This data was obtained as a result of testing done at the EPA’s National Vehicle and Fuel Emissions Laboratory in Ann Arbor, Michigan*. This is all of the background information that is available regarding the data collection. Thus it may not be safe to assume that this experiment had a completely randomized design.
How will the experiment be organized and conducted to test the hypothesis?
In this experiment I will begin by analyzing multiple levels of the first factor of interest which is the amount of cylinders of the vehicles. I will look into the highway gas mileages of all levels of cylinder amounts to see if there are any discernable differences or correlations.

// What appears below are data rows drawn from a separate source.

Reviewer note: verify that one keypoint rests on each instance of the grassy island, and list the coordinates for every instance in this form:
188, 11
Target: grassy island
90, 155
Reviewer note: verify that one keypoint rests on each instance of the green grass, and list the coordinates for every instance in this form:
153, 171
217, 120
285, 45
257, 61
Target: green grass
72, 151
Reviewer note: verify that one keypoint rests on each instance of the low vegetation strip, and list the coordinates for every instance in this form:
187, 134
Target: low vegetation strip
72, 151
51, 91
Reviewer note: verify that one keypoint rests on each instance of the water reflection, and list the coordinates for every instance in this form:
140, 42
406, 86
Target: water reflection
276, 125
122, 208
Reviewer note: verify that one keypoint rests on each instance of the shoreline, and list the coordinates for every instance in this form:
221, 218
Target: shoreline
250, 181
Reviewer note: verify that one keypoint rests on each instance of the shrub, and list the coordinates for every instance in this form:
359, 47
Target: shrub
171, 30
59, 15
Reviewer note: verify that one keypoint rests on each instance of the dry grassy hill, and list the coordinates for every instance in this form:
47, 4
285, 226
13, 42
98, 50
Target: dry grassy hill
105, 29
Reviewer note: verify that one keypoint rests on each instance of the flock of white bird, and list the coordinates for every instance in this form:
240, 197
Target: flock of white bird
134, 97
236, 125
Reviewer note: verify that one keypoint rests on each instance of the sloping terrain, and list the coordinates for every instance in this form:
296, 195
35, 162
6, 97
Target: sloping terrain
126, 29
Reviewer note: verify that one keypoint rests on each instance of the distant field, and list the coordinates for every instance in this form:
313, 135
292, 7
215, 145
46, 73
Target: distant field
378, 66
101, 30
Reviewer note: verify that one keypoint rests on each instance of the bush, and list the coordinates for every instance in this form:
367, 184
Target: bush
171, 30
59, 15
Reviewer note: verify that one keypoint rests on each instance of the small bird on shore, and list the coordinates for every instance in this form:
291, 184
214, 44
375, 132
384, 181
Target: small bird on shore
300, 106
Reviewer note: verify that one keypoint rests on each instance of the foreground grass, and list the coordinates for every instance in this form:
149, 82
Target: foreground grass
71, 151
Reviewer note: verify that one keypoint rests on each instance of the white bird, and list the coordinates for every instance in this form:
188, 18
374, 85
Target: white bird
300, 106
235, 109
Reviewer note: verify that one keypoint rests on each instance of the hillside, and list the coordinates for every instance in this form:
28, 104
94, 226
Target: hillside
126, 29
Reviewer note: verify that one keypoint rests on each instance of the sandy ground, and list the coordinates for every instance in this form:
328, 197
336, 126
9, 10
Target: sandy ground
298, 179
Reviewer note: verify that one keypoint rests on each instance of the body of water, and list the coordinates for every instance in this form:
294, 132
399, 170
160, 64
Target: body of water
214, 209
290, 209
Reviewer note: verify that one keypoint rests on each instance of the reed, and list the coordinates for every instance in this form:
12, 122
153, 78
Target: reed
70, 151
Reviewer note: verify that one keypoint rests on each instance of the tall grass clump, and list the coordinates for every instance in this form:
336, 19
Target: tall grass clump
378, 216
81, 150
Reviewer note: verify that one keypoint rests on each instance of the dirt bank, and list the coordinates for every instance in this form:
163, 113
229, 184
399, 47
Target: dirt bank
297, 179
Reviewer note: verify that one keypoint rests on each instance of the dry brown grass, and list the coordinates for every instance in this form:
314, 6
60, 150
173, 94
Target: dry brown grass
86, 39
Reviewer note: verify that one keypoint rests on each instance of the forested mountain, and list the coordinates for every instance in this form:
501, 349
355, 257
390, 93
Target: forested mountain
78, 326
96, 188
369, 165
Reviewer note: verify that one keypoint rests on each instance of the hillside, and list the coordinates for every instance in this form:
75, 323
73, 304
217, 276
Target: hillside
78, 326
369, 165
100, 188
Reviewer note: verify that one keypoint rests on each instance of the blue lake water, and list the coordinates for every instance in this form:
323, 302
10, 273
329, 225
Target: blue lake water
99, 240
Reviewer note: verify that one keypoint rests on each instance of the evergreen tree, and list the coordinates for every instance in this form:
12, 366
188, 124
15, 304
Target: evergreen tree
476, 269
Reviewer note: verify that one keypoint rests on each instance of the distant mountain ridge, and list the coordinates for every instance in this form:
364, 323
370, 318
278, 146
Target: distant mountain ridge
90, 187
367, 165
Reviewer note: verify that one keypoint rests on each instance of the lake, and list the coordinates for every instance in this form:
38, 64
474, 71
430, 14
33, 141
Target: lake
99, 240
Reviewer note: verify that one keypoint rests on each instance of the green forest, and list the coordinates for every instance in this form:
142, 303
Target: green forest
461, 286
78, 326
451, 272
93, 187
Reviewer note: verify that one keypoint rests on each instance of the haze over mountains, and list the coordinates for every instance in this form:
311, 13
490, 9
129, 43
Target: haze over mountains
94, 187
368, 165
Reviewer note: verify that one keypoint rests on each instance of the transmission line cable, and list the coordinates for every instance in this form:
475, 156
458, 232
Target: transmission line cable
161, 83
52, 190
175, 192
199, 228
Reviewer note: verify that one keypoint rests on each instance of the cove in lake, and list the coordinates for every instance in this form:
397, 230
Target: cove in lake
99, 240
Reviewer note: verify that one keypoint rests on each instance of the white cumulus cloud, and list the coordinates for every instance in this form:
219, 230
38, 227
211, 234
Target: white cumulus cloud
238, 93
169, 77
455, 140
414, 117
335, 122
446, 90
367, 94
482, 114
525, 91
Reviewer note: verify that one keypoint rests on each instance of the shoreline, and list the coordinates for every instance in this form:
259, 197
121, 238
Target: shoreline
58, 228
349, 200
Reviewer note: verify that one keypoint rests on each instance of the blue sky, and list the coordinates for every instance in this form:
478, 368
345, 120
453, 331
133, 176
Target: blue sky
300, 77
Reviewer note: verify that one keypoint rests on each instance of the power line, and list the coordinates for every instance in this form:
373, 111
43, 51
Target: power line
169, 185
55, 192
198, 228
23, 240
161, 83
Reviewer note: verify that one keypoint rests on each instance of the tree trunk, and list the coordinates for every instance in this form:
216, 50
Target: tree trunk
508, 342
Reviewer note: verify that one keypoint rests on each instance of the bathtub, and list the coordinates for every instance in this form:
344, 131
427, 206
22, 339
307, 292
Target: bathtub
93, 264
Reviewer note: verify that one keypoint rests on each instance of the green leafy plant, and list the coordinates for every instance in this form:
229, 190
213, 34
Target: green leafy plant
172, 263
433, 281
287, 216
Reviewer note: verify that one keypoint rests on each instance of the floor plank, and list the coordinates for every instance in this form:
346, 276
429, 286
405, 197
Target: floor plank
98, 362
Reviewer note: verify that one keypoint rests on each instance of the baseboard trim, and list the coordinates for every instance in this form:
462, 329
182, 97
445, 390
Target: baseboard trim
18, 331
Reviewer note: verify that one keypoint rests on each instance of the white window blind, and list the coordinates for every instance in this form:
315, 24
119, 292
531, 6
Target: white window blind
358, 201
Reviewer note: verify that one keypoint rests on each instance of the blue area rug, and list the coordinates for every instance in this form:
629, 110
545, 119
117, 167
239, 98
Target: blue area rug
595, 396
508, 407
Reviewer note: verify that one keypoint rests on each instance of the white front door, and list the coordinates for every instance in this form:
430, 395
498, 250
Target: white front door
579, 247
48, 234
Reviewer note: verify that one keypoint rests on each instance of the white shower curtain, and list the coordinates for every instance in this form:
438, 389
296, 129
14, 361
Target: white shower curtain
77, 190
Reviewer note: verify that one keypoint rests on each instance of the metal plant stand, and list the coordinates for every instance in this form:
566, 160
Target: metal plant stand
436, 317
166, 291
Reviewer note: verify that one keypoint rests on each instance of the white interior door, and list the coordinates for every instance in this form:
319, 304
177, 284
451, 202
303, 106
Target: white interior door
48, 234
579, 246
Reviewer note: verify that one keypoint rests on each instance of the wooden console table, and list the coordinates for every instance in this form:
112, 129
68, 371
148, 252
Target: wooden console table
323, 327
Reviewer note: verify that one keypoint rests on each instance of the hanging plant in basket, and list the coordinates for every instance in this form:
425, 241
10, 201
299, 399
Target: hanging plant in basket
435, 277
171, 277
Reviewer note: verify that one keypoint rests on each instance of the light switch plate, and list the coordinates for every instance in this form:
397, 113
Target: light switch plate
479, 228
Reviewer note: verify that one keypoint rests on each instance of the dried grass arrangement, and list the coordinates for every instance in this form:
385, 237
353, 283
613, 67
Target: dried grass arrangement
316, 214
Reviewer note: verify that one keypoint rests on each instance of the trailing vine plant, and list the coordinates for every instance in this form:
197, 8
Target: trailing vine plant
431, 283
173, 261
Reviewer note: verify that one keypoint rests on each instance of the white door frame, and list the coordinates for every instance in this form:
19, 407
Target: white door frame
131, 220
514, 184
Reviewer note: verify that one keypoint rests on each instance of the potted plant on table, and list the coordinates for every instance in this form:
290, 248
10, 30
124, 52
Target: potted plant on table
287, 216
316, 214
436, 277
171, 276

Next, I will look at the second factor which is the ‘drive’ of the vehicle. The response variable that I will be analyzing will again be the highway mileage of the vehicleswith different drives.
What is the rationale for this design?
I have chosen to do use this experimental design to demonstrate proper experimentation with a data set with at least two factors and at least two levels of each factor.
Randomize: What is the Randomization Scheme?
Because it is not clear if the data was originally collected in a random matter, the only randomization involved in this experimentation comes from the fact that I chose the two factors and their corresponding levels randomly.
Replicate: Are there replicates and/or repeated measures?
There were no replicates or repeated measures in the original data collection for this data set.
Block: Did you use blocking in the design?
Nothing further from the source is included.